A Sra. Stanton procurou a ajuda do seu médico de família, mas para sua total consternação, ela afirma que o seu médico disse que era um “projecto de vaidade” e rejeitou o seu pedido.
‘Eu gostaria de ter a confiança que tenho agora’, disse ela. ‘Porque eu costumava dizer: ‘Não acho que este seja um projeto de vaidade’.
‘Eu acho que é bastante influente, na verdade. É doloroso. Isso está me afetando no verão porque eu não quero ficar, correr com as crianças de bermuda e estou sempre coberta.
Ao passear com os cachorros ela usa calças curtas que mostram as pernas após o procedimento
‘Eu acho que é um pouco desdenhoso, ‘Oh, é uma coisa de vaidade’. É claro que há coisas piores, mas também há menos coisas para fazer no NHS.
‘Teria sido melhor para eles levarem isso um pouco mais a sério, só para dizerem que sou vaidoso. Eu não gostei. Achei que isso não entendia completamente.
‘Eu não ia entrar porque era vaidoso e queria mudar de lugar. Eu estava entrando porque estava afetando minha vida. Foi muito doloroso e feio em um lugar muito óbvio.
‘Então, me senti um pouco surpreso com a reação.’
Frustrada pela falta de apoio, Stanton criou mais tarde uma página no Facebook chamada Middle Age Madness, onde mulheres discutem as realidades da meia-idade, desde a menopausa e os afrontamentos até, claro, as veias varicosas.
Então, por acaso, um representante da Vencentre – clínica londrina especializada no tratamento de varizes, veias finas e úlceras nas pernas – entrou em contato com ela após ver uma postagem que ela tinha sobre a condição.
“Sinceramente, eu colocaria isso na minha mente quando eles chegassem”, disse ele. ‘Eu só quero me resignar a ter veias, e foi isso.’

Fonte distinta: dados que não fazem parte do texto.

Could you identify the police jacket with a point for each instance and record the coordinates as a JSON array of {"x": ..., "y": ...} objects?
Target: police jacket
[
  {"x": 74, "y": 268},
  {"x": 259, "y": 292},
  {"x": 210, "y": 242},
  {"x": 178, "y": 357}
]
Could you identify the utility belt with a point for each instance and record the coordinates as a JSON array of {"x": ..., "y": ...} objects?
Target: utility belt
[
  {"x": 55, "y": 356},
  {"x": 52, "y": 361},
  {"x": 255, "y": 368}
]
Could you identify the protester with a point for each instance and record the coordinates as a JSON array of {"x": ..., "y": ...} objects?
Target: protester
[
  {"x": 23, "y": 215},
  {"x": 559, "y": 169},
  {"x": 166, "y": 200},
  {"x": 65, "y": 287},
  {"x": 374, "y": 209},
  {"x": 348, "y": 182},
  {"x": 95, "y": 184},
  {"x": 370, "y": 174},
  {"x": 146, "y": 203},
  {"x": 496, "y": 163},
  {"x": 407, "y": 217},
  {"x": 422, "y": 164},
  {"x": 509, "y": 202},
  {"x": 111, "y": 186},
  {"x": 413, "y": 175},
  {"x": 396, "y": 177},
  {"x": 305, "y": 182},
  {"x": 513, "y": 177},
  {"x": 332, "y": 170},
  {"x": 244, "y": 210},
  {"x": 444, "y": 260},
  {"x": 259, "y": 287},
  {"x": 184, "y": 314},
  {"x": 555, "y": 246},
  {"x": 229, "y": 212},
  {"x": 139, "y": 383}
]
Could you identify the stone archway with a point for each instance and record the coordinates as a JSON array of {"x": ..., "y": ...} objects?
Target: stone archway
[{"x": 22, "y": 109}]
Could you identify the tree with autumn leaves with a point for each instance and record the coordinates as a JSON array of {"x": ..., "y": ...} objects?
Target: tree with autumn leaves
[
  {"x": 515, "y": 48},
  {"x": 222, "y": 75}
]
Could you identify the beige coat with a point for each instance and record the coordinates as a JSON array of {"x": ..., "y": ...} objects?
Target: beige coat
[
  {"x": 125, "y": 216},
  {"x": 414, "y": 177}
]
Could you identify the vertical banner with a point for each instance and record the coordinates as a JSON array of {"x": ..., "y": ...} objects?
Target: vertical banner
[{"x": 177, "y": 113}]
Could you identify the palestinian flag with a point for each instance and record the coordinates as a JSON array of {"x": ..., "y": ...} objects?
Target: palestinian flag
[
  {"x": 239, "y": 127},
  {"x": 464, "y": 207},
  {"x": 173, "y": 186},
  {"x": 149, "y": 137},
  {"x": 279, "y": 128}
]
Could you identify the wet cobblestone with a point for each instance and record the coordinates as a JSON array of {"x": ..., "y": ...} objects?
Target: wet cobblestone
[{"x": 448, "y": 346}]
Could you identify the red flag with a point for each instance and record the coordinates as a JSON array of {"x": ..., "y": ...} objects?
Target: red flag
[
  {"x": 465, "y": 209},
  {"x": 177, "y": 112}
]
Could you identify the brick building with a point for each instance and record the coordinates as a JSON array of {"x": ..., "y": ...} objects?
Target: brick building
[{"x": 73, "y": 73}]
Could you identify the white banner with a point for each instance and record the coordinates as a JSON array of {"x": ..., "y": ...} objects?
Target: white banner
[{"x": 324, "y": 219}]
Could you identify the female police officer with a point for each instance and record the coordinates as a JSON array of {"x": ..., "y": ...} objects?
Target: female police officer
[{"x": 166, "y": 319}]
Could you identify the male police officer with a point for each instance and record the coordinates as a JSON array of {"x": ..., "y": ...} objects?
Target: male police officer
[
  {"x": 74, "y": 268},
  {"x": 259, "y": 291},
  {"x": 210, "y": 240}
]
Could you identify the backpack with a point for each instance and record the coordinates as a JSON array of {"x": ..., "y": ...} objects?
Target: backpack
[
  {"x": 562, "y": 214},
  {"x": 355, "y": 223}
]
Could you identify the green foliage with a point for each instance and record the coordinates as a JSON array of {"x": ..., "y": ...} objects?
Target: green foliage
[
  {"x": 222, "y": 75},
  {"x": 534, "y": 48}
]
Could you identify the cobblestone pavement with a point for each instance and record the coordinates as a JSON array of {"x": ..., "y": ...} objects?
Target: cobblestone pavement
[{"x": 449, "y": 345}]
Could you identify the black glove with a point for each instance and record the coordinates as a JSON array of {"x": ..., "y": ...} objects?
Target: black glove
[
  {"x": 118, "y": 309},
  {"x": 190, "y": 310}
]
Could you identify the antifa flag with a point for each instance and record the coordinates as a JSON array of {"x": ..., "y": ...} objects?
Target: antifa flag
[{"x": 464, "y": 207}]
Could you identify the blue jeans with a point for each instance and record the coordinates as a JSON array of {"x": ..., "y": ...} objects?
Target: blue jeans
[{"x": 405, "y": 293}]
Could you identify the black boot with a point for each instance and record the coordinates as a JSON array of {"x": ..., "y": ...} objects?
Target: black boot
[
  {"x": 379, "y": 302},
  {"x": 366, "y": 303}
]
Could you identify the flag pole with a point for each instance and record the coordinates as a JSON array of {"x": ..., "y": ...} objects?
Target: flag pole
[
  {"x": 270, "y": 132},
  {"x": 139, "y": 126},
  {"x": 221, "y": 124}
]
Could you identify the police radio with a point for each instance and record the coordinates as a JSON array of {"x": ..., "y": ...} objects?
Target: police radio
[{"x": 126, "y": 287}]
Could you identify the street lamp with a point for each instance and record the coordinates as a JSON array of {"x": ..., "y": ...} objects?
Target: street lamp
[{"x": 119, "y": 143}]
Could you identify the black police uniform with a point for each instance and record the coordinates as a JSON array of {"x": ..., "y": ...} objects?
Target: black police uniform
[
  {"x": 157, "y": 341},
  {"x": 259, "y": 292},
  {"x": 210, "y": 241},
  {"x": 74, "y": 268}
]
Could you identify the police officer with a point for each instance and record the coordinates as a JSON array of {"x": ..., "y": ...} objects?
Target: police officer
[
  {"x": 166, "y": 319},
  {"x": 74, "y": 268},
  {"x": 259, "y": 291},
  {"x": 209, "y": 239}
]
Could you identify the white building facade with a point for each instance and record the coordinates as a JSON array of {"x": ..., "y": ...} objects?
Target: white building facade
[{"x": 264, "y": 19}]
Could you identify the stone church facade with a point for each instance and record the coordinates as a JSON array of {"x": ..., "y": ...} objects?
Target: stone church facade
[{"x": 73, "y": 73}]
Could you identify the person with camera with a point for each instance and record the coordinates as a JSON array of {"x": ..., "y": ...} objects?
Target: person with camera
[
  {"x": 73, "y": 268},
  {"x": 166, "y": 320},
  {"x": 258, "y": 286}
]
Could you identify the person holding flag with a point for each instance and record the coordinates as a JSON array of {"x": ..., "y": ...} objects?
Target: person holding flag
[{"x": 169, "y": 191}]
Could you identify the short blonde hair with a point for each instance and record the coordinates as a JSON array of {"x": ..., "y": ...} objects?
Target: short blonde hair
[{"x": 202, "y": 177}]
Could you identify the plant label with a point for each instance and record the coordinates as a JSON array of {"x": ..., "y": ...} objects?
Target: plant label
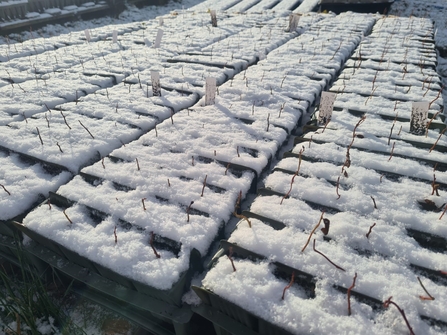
[
  {"x": 156, "y": 87},
  {"x": 293, "y": 22},
  {"x": 326, "y": 107},
  {"x": 418, "y": 122},
  {"x": 210, "y": 88},
  {"x": 213, "y": 18},
  {"x": 158, "y": 38},
  {"x": 87, "y": 35}
]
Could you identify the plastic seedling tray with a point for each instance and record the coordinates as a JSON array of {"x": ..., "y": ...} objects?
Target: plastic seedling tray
[
  {"x": 114, "y": 296},
  {"x": 42, "y": 240}
]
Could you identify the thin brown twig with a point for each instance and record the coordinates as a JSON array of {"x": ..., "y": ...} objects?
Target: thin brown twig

A clínica lhe oferece tratamento gratuito e, apesar de inicialmente se sentir culpado por aceitá-lo, ele decide ser a ‘cobaia’.
Stanton foi submetida a ablação endovenosa a laser – um procedimento que utiliza calor do laser para fechar a veia – bem como à escleroterapia com espuma, onde uma espuma medicamentosa é injetada na veia para fazer com que ela entre em colapso e desapareça lentamente.
Depois de mais de 20 anos desenvolvendo a doença, suas pernas agora estão completamente transformadas.
“Sinto-me péssimo ao reclamar disso porque, no final das contas, era apenas uma veia”, diz a Sra. Stanton.
‘Mas acho que não percebi o quão influente era até removê-lo.
“Quando o tratamento terminou, olhei para as minhas pernas e, honestamente, quase chorei porque tive um par de pernas iguais pela primeira vez em 22 anos.
“Não tive vergonha de esticar as pernas. Eu não acho que tenho que esconder isso. Foi um grande alívio que não fosse.
‘Acho que não percebi o quanto isso me afetou e o quanto eu estava ciente disso até que desapareceu.
Agora fico feliz em passear, fazer compras, ir ao supermercado de bermuda. Não faço isso há anos. Eu nunca sonhei com isso.
Então, é uma sensação agradável finalmente me livrar disso.’